2014 GSA Annual Meeting in Vancouver, British Columbia (19–22 October 2014)

Paper No. 170-1
Presentation Time: 1:00 PM


CALVIN, Wendy, Geological Sciences, MS 172, University of Nevada, Reno, NV 89557, LAUTZE, Nicole, Hawaii Inst. Geophys & Planetology, University of Hawaii at Manoa, Honolulu, HI 96822 and HASKINS, Eric, University of Hawaii at Hilo, Hilo, HI 96720

The Humu’ula Groundwater Research Project (HGRP) drilled their first continuously- cored hole in the saddle region of the big island of Hawaii in March of 2013. Temperatures at the bottom of the hole were unexpectedly high and reached over 100C. Faculty, staff and students at UNR have conducted several pilot studies to identify alteration in geothermal drill core and cuttings. These initial studies established reliable methods for core/chip surveys using an Analytical Spectral Devices (ASD) FieldSpec instrument with a contact probe that measures from 0.4 to 2.5 μm.
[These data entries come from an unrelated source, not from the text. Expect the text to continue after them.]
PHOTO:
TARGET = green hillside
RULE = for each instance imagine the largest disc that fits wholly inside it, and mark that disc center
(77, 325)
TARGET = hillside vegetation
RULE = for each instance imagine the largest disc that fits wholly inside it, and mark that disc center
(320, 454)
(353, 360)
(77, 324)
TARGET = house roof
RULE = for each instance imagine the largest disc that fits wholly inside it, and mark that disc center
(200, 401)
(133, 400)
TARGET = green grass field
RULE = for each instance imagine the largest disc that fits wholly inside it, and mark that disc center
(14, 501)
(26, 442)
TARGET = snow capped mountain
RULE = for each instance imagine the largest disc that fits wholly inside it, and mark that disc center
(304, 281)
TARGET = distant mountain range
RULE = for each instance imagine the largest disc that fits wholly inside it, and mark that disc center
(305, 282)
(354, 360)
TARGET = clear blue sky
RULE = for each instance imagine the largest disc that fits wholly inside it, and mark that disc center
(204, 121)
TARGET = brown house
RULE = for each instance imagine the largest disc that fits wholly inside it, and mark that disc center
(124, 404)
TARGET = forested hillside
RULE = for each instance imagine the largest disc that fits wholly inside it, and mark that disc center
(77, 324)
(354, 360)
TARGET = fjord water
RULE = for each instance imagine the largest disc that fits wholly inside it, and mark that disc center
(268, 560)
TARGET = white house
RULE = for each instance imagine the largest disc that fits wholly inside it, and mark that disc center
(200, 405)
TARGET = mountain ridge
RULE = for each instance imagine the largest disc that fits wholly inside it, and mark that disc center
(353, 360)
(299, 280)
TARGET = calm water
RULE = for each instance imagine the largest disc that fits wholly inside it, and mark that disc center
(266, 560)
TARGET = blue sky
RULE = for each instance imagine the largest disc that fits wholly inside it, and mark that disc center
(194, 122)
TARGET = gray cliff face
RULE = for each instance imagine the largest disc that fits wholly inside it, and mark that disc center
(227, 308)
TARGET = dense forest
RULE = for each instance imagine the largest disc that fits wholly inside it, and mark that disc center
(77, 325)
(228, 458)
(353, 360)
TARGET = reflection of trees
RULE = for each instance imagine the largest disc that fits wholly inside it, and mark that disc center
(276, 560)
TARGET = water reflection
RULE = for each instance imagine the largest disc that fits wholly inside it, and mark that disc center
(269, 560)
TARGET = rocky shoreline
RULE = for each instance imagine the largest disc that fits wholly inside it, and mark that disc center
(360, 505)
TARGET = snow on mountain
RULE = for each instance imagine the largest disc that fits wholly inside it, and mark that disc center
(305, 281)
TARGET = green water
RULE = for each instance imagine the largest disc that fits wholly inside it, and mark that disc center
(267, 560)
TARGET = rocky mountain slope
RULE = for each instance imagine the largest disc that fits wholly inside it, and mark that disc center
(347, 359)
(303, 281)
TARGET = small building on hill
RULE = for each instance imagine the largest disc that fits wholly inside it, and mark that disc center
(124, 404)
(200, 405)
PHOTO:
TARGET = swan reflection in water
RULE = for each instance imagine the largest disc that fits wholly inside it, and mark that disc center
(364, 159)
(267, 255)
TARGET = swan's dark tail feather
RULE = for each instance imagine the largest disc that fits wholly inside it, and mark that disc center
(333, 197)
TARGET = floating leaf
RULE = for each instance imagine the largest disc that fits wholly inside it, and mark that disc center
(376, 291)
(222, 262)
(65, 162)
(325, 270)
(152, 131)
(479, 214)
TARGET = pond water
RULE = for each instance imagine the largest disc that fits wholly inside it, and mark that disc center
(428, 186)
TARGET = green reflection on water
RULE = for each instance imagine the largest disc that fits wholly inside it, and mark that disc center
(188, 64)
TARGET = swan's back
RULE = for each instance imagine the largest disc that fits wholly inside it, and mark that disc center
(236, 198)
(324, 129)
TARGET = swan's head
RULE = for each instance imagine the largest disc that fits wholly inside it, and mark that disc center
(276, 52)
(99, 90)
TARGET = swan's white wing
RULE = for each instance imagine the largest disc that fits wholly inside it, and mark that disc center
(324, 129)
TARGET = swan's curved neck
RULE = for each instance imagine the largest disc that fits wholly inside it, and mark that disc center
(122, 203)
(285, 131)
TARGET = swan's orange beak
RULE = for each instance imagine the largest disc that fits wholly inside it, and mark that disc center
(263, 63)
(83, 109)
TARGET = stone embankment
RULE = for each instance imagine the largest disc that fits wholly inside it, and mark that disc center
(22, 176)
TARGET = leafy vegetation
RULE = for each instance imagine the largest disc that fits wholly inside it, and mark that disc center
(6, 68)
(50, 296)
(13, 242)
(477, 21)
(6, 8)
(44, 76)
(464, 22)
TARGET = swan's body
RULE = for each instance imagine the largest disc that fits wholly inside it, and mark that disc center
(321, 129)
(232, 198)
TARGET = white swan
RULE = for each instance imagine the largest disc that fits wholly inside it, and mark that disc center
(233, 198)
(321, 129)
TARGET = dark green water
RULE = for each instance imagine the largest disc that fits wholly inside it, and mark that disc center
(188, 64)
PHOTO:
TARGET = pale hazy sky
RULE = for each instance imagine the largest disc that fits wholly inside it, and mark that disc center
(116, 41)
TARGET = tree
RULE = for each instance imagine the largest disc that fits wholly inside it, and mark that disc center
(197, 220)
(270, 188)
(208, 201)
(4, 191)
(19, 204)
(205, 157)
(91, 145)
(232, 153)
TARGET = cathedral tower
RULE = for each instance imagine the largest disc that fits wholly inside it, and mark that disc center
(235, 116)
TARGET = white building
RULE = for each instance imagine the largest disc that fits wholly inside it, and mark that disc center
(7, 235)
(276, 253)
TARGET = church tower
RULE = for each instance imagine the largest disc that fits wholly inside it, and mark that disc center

The pilot studies focused on what minerals could be identified at the 2 cm scale of the probe, and methods of mapping alteration mineralogy with depth. Alteration mineralogy can indicate both the presence of thermal fluids and the relative range of fluid temperatures. In pilot studies of four different geothermal systems spectral measurements were acquired every 1 to 10 feet. In each case, depth-associated changes in alteration mineralogy and zoning were found. These same techniques were applied to the HGRP drill core. Here, we used the spectral data as a survey tool to help identify and select sections of core for sampling and more detailed mineralogical analysis using traditional XRD and petrographic techniques. Over 780 spectra were collected on the core from depths of 3190 to 5785 feet over 3 days in May of 2014. Spectra were sorted in order of increasing depth. Many of the spectra can be classified along a gradation from unaltered mafic mineralogy (augite and olivine) to chlorite, possibly with some mica. This suggests a method to identify the degree of alteration using the relative strength of various absorption features. In addition to abundant chlorite, zeolites are also common. The majority of zeolites are spectrally similar to each other at these wavelengths, however analcime is uniquely identified in some sections and natrolite is also present. Clay minerals such as montmorillonite and kaolinite are commonly found in geothermal systems, but their spectral signatures were not identified in the HGRP survey, suggesting that alteration was initiated from higher temperature and moderate pH fluids. Detailed analysis is underway and we will present minerals maps with depth in the HGRP drill hole.